Posted by bencoleman
RIP 7/19
Member since Feb 2009
37887 posts
Posted on 5/6/14 at 2:13 am to
I am sure she won't mind as it is a business and not private info. It is Morton's flowerland and gifts.
Posted by LongueCarabine
Pointe Aux Pins, LA
Member since Jan 2011
8205 posts
Posted on 5/6/14 at 5:03 am to
quote:

Mark Twain really hated the Old State Capital Building...


Yeah, he blamed the idea on Sir Walter Scott:

"Sir Walter Scott is probably responsible for the Capitol building; for it is not conceivable that this little sham castle would ever have been built if he had not run the people mad, a couple of generations ago, with his mediaeval romances. The South has not yet recovered from the debilitatting influence of his books.
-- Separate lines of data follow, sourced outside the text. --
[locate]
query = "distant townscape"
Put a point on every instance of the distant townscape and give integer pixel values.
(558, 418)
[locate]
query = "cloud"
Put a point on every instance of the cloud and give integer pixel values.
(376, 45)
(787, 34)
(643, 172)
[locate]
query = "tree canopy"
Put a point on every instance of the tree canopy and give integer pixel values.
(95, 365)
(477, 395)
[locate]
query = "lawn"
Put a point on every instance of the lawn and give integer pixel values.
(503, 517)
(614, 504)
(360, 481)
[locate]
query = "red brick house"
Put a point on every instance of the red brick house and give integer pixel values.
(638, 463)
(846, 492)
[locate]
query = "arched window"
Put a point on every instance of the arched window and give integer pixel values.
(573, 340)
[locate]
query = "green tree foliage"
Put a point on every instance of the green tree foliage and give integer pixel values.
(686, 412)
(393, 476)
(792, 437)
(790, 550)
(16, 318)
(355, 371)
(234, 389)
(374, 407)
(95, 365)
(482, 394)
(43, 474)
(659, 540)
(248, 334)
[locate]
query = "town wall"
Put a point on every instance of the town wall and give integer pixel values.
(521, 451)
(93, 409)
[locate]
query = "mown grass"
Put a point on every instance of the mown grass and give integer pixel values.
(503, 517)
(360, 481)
Admiration of his fantastic heroes and their grotesque "chivalry" doings and romantic juvenilities still survives here, in an atmosphere in which is already perceptible the wholesome and practical nineteenth-century smell of cotton-factories and locomotives; and traces of its inflated language and other windy humbuggeries survive along with it."

LC
Posted by LSUgusto
Member since May 2005
19296 posts
Posted on 5/6/14 at 7:19 am to
The first city of Lafayette was founded between New Orleans and Carrollton.

When New Orleans annexed Lafayette, it freed the name up for use by the town of Vermilionville.

Lafayette Cemeteries #1 and #2 along Washington Avenue in New Orleans are named after the old city.